In sum, the impact of aversion on the brain is contingent upon expectations about whether the aversive outcome is a definite certainty or only a possibility. The neural mechanisms of this phenomenon include the ACC, insula, and amygdala. Extending prior work demonstrating recruitment of these regions in response to a wide range of aversive stimuli, mid-insula and amygdala activation to aversive pictures was greater after an uncertain cue that was sometimes followed by an aversive picture as compared with a certain cue that was always followed by an aversive picture.

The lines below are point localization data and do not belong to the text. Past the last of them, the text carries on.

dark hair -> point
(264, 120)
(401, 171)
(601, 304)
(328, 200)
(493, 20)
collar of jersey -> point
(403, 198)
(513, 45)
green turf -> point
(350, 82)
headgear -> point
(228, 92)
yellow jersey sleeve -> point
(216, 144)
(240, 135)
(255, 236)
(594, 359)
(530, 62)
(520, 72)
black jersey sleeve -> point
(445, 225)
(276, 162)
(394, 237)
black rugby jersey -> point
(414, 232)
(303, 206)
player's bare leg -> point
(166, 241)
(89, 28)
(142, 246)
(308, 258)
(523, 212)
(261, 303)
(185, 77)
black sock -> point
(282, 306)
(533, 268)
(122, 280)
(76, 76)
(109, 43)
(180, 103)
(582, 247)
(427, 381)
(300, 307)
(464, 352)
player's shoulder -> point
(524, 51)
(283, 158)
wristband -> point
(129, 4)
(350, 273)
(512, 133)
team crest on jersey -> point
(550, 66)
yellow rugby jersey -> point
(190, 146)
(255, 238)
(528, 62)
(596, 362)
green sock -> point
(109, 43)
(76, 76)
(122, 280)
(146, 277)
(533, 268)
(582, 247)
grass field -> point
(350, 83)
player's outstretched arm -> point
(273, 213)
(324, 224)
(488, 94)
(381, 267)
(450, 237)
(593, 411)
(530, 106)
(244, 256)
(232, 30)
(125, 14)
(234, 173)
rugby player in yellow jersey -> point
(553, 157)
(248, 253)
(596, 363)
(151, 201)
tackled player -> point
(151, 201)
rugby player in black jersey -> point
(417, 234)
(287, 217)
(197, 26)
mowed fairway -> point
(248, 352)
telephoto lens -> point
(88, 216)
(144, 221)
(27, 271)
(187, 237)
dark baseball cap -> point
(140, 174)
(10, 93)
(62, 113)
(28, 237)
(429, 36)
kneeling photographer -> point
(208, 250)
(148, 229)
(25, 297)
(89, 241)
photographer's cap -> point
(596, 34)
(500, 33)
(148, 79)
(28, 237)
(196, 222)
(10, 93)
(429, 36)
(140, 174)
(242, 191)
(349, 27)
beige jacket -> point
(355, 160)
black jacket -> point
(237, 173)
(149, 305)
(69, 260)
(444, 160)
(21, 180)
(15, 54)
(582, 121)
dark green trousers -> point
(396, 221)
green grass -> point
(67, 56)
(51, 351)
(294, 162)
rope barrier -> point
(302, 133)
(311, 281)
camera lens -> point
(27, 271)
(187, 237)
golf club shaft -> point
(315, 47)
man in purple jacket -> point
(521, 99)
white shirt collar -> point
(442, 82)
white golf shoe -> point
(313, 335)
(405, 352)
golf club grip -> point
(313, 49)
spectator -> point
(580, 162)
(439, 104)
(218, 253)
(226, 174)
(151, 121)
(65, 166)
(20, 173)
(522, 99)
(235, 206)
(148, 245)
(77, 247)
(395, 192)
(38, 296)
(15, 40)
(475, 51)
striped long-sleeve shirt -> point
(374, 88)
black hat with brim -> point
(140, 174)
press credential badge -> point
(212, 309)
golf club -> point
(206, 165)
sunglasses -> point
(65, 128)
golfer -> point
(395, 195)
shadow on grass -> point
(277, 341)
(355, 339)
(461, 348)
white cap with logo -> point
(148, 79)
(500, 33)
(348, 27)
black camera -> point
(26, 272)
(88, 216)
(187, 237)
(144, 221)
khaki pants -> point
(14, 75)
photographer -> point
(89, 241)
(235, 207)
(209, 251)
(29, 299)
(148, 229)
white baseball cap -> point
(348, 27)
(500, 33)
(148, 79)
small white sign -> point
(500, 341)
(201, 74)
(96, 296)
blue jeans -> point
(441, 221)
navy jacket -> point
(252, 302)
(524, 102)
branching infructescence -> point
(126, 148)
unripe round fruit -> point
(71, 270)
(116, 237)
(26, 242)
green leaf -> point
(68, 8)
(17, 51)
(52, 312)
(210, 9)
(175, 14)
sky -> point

Anticipatory activity in the supragenual ACC predicted this impact of uncertainty on mid-insula responses to aversion, whereas anticipatory activity in the subgenual and pregenual ACC predicted this impact of uncertainty on amygdala responses to aversion. Findings for covariation bias suggest that multiple ACC and insula areas influence perceptions of cue–outcome contingencies, resulting in the observed overestimations of aversive pictures following the uncertain cue. This study highlights the importance of chronometry in the context of uncertainty and aversion by dissociating anticipatory ACC effects from neural responses to aversive stimuli that follow. Individual differences in ACC and insula activation have behavioral significance of particular relevance to anxiety disorders, both in terms of disposition toward negative affect and a covariation bias that accompanies uncertainty about aversive outcomes.